By the turn of the century, health departments in the US had stables full of serum-horses producing life-saving vials of antitoxin. But the inequitable access¹ to medicines that plagues the world today was a concern even then; although Welch had sent for a consignment of serum the previous summer, in January 1925, he had no antitoxin that wasn’t expired.

A week after Billy Barnett’s diagnosis, a historic sled-dog relay began to save the children of Nome. The town’s best dog-sled racer, Leonhard Seppala, short and athletic, but bulked out in furs as thick as his huskies’, pulled out east in the direction of Unalakleet. The same day, a train from Anchorage pulled into Nenana with a 20lb cylinder of the fragile glass vials aboard. Wrapped up against the biting air, the canister was loaded onto dog sled driven by “Wild Bill” Shannon, who set off westward towards Nome. Days of distance separated him and Seppala. The temperature was -45°C and falling. At 11:00 the following morning, Shannon, his face black with frostbite, his team down three dogs, handed over the vials to the next driver in what would become a sequence of 20 dog teams.

On 31 January, the US Post Office inspector Edward Wetzler telegraphed Alaska’s governor: “reported today antitoxin carrier met team from nome at unalkleet departed unalkleet nine am my guess due nome about noon”. But a storm and a napping musher knocked the schedule, and the final sledder, Gunnar Kaasen, only staggered into Nome at 5.30 am on 2 February. “Damn fine dog,” he said of his lead husky Balto, and collapsed.

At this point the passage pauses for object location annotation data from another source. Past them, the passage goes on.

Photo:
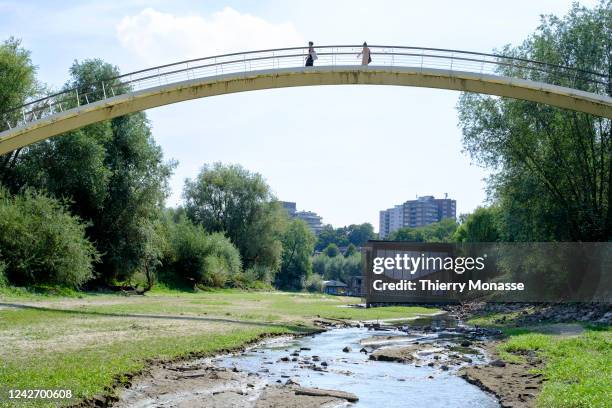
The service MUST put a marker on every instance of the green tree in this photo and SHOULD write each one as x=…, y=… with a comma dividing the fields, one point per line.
x=17, y=85
x=42, y=243
x=232, y=200
x=298, y=245
x=479, y=226
x=112, y=173
x=209, y=260
x=350, y=250
x=331, y=250
x=552, y=168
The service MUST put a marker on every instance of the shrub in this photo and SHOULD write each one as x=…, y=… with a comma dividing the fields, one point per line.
x=206, y=259
x=337, y=267
x=314, y=283
x=3, y=280
x=41, y=243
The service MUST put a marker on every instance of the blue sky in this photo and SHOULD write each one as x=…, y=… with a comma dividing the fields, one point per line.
x=345, y=152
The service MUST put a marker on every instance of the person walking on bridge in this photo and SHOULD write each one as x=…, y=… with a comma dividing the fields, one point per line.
x=312, y=55
x=366, y=58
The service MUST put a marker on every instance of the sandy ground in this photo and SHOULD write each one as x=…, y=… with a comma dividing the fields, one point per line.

By the epidemic’s end, five of Welch’s young patients had died; further fatalities in Native Alaskan families may well have gone uncounted. More might have died without the just-in-time delivery of the antitoxin, a fact which made heroes of the drivers and their dogs – particularly, and controversially, Kaasen and Balto².

In fact, a new technology was becoming available which might have obviated the need for last-ditch public health heroics. In 1914, William H Park of the New York City Health Department had built on Behring’s work to fashion a human diphtheria vaccine. A precise blend of toxin and antitoxin roused the immune system to produce antibodies, while also protecting against the poison’s effects. In 1921 – a year before Billy Barnett was born – Park immunised tens of thousands of children in New York City.

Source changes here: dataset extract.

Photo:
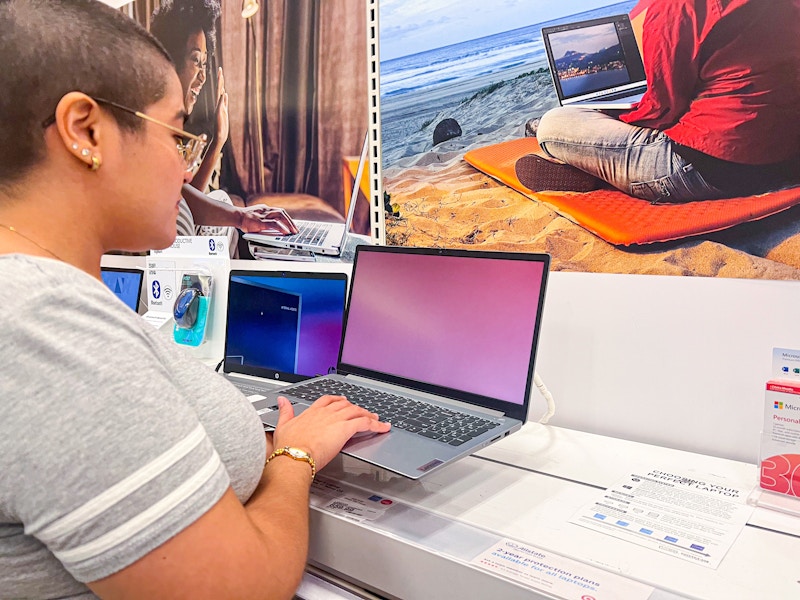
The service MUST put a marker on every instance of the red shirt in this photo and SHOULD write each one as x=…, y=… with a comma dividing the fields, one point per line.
x=723, y=76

In 1923, two scientists, Alexander Thomas Glenny in London and Gaston Ramon in Paris separately discovered a safer means of eliciting lasting diphtheria immunity: an inactivated form of the toxin, called a toxoid. Their improved vaccine would soon offer doctors like Welch the revolutionary chance to outmanoeuvre the infection in advance. When children’s bodies could be forearmed against diphtheria, logistics – from harsh weather to fluctuating serum supply – became a less desperate concern.

Through the 1940s and '50s, as the vaccine rolled out at massive scale in much of the world, diphtheria case-counts plummeted. In Alaska, a 1975 diphtheria outbreak provided the impetus for a major diphtheria-tetanus vaccination drive, after which the state recorded zero cases for decades. Today, a honed version of the diphtheria toxoid vaccine protects some 85% of children worldwide.

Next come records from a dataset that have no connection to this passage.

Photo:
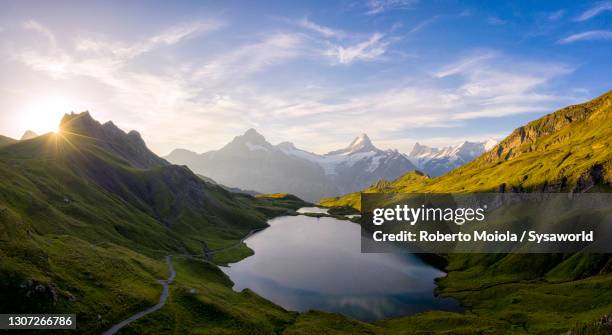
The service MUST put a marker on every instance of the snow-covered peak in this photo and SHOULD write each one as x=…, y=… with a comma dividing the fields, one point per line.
x=361, y=143
x=419, y=150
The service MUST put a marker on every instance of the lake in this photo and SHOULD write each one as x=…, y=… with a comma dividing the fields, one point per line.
x=304, y=263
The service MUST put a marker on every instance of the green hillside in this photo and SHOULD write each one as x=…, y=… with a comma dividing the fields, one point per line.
x=87, y=216
x=4, y=141
x=568, y=150
x=85, y=223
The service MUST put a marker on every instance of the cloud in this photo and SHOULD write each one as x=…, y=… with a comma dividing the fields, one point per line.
x=368, y=50
x=495, y=21
x=325, y=31
x=424, y=24
x=252, y=58
x=587, y=36
x=37, y=27
x=597, y=9
x=556, y=15
x=168, y=37
x=379, y=6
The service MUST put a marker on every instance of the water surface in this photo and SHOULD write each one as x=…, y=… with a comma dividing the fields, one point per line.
x=304, y=263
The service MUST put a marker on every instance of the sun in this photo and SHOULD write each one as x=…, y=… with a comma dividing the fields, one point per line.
x=44, y=114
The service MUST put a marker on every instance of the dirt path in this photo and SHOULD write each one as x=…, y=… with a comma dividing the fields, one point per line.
x=160, y=304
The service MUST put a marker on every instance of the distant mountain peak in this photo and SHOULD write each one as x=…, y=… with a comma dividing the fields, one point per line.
x=490, y=144
x=130, y=146
x=361, y=143
x=28, y=135
x=286, y=145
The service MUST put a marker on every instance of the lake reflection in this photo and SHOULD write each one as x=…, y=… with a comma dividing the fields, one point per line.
x=304, y=263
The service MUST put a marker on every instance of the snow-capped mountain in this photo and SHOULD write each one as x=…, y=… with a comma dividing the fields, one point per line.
x=358, y=165
x=436, y=162
x=251, y=162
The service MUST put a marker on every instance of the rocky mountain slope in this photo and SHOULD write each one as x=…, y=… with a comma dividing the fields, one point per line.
x=251, y=162
x=566, y=151
x=87, y=215
x=4, y=140
x=436, y=162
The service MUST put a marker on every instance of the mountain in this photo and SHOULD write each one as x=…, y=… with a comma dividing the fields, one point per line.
x=88, y=214
x=250, y=162
x=565, y=151
x=4, y=140
x=436, y=162
x=129, y=146
x=28, y=135
x=358, y=165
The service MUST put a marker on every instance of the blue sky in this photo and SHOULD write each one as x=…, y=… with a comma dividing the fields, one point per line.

The vaccine works: we shouldn’t need to rely on rushed consignments of diphtheria serum anymore. But when vaccination campaigns falter – as when public health systems are disrupted by conflict, or when anti-vaccine myths condition public rejection of the life-saving shots – and the strangling sickness threatens unimmunised communities again, it’s still the antitoxin, farmed in horses, administered in haste, that offers patients the best, imperfect chance at survival.